Wednesday, January 30, 2008

Shadow Syndromes

Now that I'm about over this bout of depression - still a bit down at night, I read an article that I think came from Nina at Dancing Through Doorways. John J. Ratey teaches and researches in psychiatry at Harvard, and his article and book, Shadow Syndromes: People with Mild Forms of Serious Disorders, is reviewed here. As a result of new developments with echo planar magnetic resonance imaging (what a mouthful), researchers can watch the "mind boggle". I suddenly have a picture of all these lettered dice being jumbled around inside my skull while someone watches and tries to predict how they will land.
An MRI image
Anyway, the conclusions drawn so far indicate that when we change the chemical action in one part of the brain, other parts of the brain are affected also. And, sometimes the changes in the other parts of the brain return to change the area being medicated. For instance, he says, Prozac immediately raises the serotonin levels in the brain, but several weeks may pass before the depression lifts. So something else is happening here.

He says that timing and the geography of the brain and what he called recursivity (the feedback to the original change) are being investigated. He mentions that the biology of our brains are not fixed at birth; the brain responds to environment, for instance, traumatic incidences can "cause" post traumatic stress syndrome. We acquire dents and scrapes along the way even if we don't acquire such traumatic scars.

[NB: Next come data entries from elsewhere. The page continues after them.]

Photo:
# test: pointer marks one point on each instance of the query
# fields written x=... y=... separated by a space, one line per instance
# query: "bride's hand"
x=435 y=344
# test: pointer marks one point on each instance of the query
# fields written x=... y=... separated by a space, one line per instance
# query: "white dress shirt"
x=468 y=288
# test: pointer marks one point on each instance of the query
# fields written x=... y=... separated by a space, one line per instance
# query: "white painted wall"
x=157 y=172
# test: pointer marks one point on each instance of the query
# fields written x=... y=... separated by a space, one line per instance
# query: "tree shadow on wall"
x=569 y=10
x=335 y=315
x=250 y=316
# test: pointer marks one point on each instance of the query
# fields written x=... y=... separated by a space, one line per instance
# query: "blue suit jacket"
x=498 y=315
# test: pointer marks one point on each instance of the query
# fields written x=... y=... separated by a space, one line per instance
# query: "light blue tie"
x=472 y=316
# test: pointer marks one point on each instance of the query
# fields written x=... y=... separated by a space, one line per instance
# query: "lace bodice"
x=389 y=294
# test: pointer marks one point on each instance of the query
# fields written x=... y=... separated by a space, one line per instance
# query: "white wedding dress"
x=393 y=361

Lately, however, neuropsychiatry is discovering that genetics, brain structure and biochemistry heavily influences those mental/emotional diagnoses found in DSM IV. And, the thinking is that we really can have a touch of schizophrenia or bipolar or obessive-compulsive disorder without being much out of the ordinary (if you can define ordinary).

So, I presume it's like having a slight cold. The virus is there, but it's not affecting you much. So, I might have a touch of bipolar syndrome to go along with my ambient anxiety and together they may manifest themselves as depression. Or the depression and the panic may manifest as manic. Or some of one at one time and some of the other at another time or various stages in between. Not a very far out idea. We look at ourselves as being somewhere along a spectrum in many behaviors, beliefs, and choices, from insane liberal to middle of the road to insane conservative. And, each of us fits in different places along that particular spectrum at different times. And beliefs affect politics and politics affect compassion and ....

So, environment does shape heredity in that the environment (say a traumatic incident, and I've had a number of those) can affect brain chemistry in one area that filters through to other areas and eventually changes the functioning in the brain. Age, apparently can do the same.

No one is normal. There is no Jane Doe against which to compare ourselves. There may be a median or a mean or even an average on some spectrum of behavior or function of the brain, but nothing that even remotely qualifies as normal (and I challenge you to define either normal or ordinary). Ha!

I'm sitting here using the back of the Yale Alumni Magazine as a mouse pad, and the picture on the back cover is Bill Gates and Warren Buffett on a business jet. Gates is laughing and Buffett looks as if he is telling some tall tale with slight upturn of his mouth. He even has laugh lines. But, I'm wondering where does each fit on the spectrum of schizophrenia, bipolar, OCD? And, if you're not near the mean, median or average, are you at a disadvantage? Or, did being OCD have a positive affect on their financial success and fame?

If we give up or medicate away our end-of-the-spectrum behaviors, how will it affect our creativity, endurance, persistence? How much medicine is enough, and how much is too much? Too many new medicines on the market haven't seen long-term testing. And, I'm taking some of them...a number of them. I'm taking medicine that affects my serotonin levels, my dopamine levels, and whatever that is in panic disorder. I use area specific steroids to help my breathing. How are they interacting? I strongly suspect that no one knows. Drug manufacturers test for trace chemicals in urine and blood, but what about how those trace levels that stuck in my brain are combining to form a different me.

The question I used to ask my therapist is, "But, will I like the new me?" Sometimes, I do. Sometimes, I don't. And, I still throw tantrums, jump for joy, get fed up with stuff and dislike secrecy....among other traits along some of those brain spectra.

We thought I might have sleep apnea until we realized that A: I was taking two medicines together that make me sleepy and tired in the daytime, and B: the cats were walking all over me at night and waking me up. So, I changed the medication times and kicked the cats off me; now I'm doing well, thank you.

Still, the depression kicks in sometimes. Therapy helps. Medicine must be continued even though I don't want to take anything. Music helps. Activity helps. "Acting as if..." helps. "Pretend you're happy when you're blue...."

And, all of it may be some complicated recursivity from taking my medicines at the wrong time, or the synchronicity of memory triggers and dopamine/serotonin levels, or the alignment of the stars.

That's it. I'm going for the alignment of the stars - and my stars are more in alignment now! Thanks be to God.